In the subgroup analysis of 115 patients with acute Q fever, CRP and PCT values within 7 days of onset of acute Q fever were positively correlated, and both markers were positively correlated with the AST value significantly (Fig. 3), which was not previously reported. The results echoed several previous studies that abnormal liver function was found in the acute phase of acute Q fever [14-19]. However, while nearly all Q fever patients in our study had elevated levels of serum transaminase, a Q fever inpatient cohort in the Netherlands showed only 32.3% (59/183) of patients had increased ALT (> 45 U/L) [17]. The differences between ethnicities and diseases presentation of Q fever might play a role. The most common presentation of acute Q fever was pneumonia in the Netherlands [17] but was hepatitis in Taiwan [14, 16]. The increased transaminase values might reflect disease severity of acute Q fever based on the correlation between CRP, PCT and AST values. However, in a similar study targeting Q fever, scrub typhus, and murine typhus, Chang K [18] et al found no difference in peak transaminase values between patients with and without severe complications. More studies may be warranted to draw a conclusion.
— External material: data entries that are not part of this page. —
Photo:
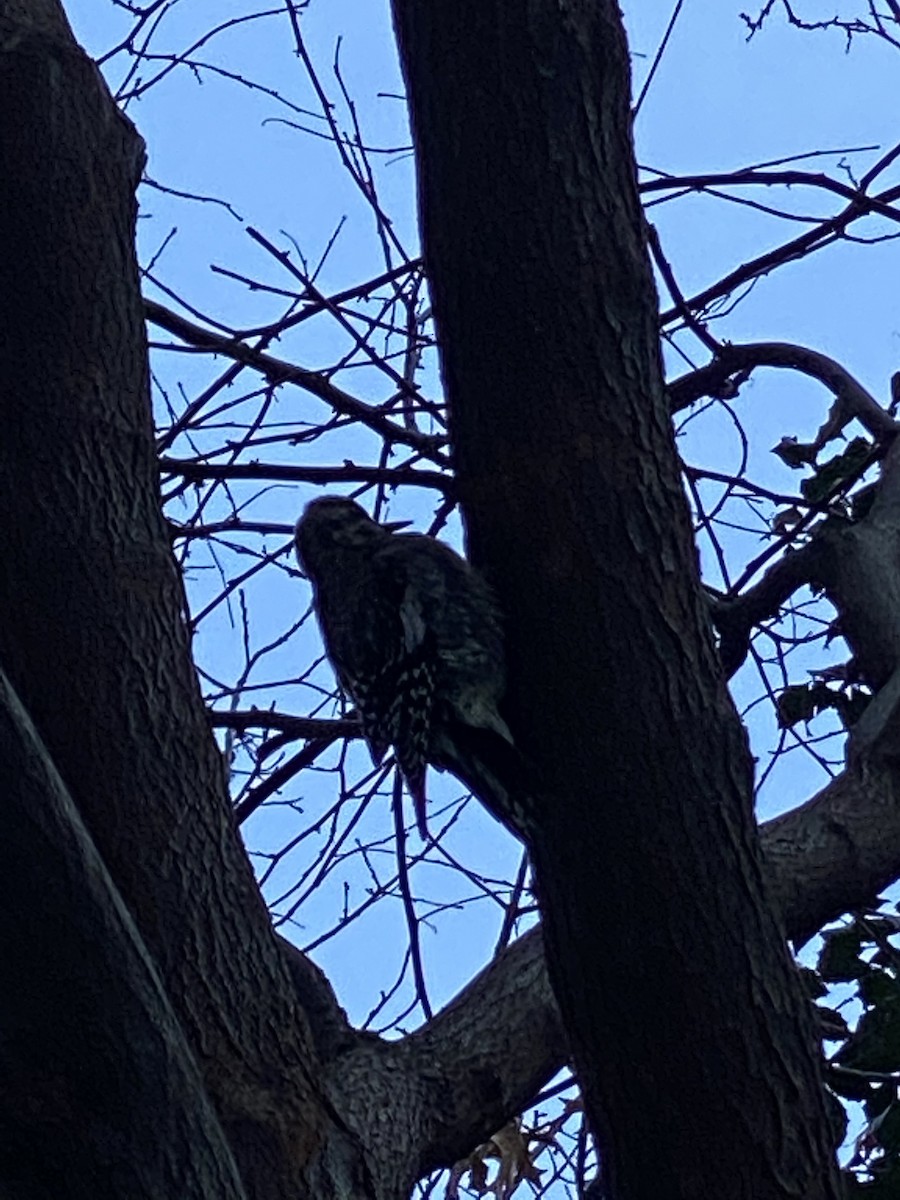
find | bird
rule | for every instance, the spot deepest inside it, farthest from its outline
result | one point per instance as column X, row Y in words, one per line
column 415, row 639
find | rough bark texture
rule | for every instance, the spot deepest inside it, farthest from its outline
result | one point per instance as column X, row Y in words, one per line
column 688, row 1027
column 157, row 1039
column 91, row 634
column 101, row 1096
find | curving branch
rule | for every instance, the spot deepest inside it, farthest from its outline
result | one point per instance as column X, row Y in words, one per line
column 853, row 400
column 277, row 371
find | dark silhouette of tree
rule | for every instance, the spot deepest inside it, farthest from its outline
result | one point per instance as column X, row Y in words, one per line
column 160, row 1038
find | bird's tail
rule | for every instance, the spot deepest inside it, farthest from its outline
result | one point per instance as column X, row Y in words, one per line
column 495, row 771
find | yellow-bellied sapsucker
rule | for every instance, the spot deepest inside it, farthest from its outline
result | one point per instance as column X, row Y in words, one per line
column 414, row 636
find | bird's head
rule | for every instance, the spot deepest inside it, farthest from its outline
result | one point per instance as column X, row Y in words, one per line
column 335, row 523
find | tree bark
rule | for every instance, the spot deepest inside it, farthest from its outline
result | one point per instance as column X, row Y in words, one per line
column 689, row 1030
column 101, row 1096
column 93, row 635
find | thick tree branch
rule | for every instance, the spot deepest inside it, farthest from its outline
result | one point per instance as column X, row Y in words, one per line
column 852, row 400
column 645, row 834
column 99, row 1083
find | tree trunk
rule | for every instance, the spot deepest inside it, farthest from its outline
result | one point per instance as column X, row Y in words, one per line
column 690, row 1032
column 93, row 636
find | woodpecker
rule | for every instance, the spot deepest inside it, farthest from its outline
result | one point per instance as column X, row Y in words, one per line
column 415, row 640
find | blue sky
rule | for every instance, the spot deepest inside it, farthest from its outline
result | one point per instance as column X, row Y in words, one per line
column 718, row 102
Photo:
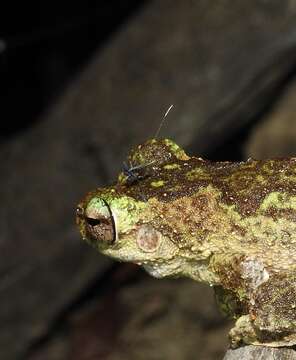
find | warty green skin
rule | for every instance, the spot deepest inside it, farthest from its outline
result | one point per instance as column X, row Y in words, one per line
column 231, row 225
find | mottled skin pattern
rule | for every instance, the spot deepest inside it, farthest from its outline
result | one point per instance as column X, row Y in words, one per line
column 231, row 225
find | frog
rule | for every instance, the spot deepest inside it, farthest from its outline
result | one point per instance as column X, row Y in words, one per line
column 231, row 225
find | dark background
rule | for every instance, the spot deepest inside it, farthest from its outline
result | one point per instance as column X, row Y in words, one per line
column 82, row 82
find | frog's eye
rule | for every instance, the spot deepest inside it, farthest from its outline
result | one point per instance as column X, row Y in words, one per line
column 100, row 225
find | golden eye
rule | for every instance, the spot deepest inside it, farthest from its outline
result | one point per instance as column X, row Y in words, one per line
column 99, row 222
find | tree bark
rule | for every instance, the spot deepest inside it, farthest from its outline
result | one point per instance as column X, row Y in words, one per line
column 252, row 352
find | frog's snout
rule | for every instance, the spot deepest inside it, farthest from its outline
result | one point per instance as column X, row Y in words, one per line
column 98, row 221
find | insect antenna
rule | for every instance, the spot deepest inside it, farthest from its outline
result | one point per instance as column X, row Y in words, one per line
column 163, row 120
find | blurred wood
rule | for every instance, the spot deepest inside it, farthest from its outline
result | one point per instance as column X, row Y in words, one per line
column 260, row 353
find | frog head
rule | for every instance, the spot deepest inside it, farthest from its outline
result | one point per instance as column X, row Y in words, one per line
column 123, row 228
column 125, row 221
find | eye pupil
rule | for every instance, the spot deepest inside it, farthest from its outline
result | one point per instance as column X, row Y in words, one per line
column 79, row 211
In addition to the positive correlation between the values of CRP, PCT and WBC, their values within 7 days from disease onset were also significantly and positively correlated with the days from doxycycline treatment to defervescence in acute Q fever (Fig. 4). All these results suggested that CRP, PCT and WBC values could be predictors for treatment response of acute Q fever. Overt leukocytosis (WBC > 12,000/uL) was not common in Q fever according to previous studies [14, 17, 18, 21]. The results of using WBC to differentiate disease severity showed inconsistency. Study by de Wit et al found no difference of WBC values between inpatients and outpatients of Q fever [21]. Though both WBC values did not reach the criteria of leukocytosis, Chang K [18] et al found significantly higher WBC values in patients with severe complication than those without in a study of Q fever, scrub typhus, and murine typhus. The WBC counts might reflect disease severity to a certain extent, and our results provided a way to predict the time to defervescence using CRP, PCT and WBC values collectively. The results also corresponded with our previous case report of a patient with acute Q fever granulomatous hepatitis who had a poor response to antibiotics [35], supporting the notion of CRP, PCT and WBC as indicators of treatment response.
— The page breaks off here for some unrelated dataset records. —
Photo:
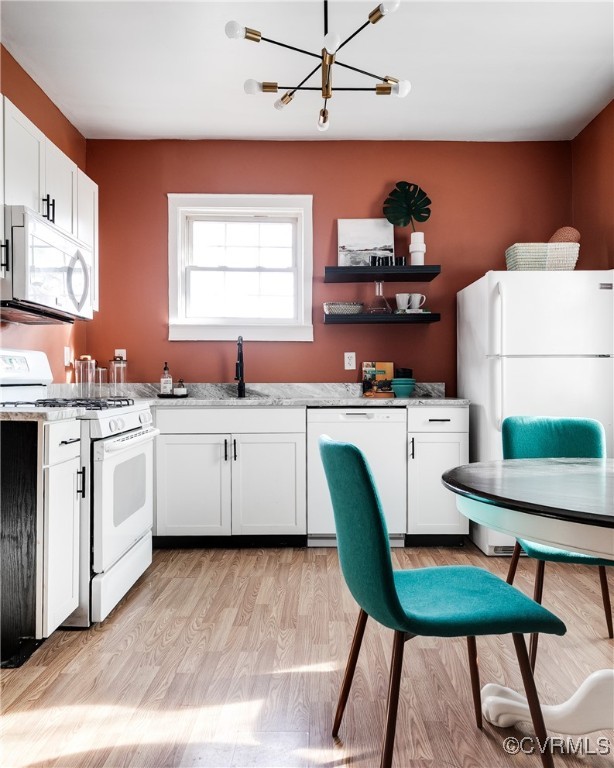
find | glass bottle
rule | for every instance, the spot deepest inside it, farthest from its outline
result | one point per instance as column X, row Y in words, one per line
column 379, row 305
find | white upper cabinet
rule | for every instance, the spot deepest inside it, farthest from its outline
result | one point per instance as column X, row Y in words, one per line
column 40, row 176
column 60, row 199
column 87, row 224
column 24, row 160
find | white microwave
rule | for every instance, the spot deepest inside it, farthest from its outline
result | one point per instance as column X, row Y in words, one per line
column 45, row 275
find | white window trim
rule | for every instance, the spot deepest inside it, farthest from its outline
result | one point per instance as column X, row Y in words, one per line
column 181, row 329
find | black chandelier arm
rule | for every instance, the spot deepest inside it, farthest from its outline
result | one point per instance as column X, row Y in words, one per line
column 353, row 35
column 291, row 47
column 300, row 87
column 316, row 88
column 361, row 71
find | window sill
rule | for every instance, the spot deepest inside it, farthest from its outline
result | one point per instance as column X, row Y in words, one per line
column 194, row 332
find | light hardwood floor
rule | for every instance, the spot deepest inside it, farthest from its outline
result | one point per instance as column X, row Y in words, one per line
column 224, row 658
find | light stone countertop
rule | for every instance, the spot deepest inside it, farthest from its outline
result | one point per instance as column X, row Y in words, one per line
column 311, row 395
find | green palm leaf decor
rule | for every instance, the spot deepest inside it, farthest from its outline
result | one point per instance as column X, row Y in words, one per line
column 407, row 203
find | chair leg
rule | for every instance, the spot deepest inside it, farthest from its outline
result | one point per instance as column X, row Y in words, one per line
column 513, row 563
column 533, row 701
column 475, row 680
column 396, row 665
column 605, row 594
column 349, row 669
column 537, row 596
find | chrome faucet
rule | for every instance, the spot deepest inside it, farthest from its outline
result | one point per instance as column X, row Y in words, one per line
column 240, row 371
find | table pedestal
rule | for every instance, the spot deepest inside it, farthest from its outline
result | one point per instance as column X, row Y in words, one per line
column 591, row 708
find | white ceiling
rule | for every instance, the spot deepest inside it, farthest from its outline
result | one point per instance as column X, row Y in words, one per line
column 480, row 71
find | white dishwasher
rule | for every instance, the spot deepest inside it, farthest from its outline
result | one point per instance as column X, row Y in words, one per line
column 381, row 435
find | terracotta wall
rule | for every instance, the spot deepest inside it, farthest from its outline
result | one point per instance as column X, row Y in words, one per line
column 20, row 89
column 485, row 197
column 592, row 157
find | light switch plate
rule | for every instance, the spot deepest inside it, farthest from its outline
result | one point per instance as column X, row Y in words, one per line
column 349, row 361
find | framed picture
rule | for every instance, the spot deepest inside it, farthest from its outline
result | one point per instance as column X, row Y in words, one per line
column 365, row 242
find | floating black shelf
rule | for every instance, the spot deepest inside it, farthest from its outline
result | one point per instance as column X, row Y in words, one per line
column 417, row 317
column 421, row 274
Our study has limitations. Firstly, this was a retrospective study and not all patients were obtained CRP and PCT values in both acute and convalescent phases during the treatments. Missing data were complemented by residual specimen, if available. Secondly, this was a single center study. However, since E-Da hospital was in southern Taiwan where acute Q fever, scrub typhus, and murine typhus were endemic, we have included a relatively larger number of clinical cases compared with previous studies in Taiwan. Thirdly, the possible influence of disease severity or underlying diseases could not be evaluated because most of the cases were hospitalized and few had underlying diseases. Fourthly, the different ethnicities and predominant Q fever hepatitis rather than pneumonia in Taiwan might result in difference comparing with other studies.

Conclusion

Results of this study revealed changes of CRP and PCT values in the acute and convalescent phases of rickettsioses, which might reflect the progression and regression of disease. In febrile patients with markedly high CRP (> 150 mg/L) or PCT values (> 2.0 ng/mL), other infectious etiologies other than rickettsioses alone should be considered. CRP and PCT values, along with clinical symptoms and WBC count, might be helpful in predicting the treatment response to doxycycline in clinical settings.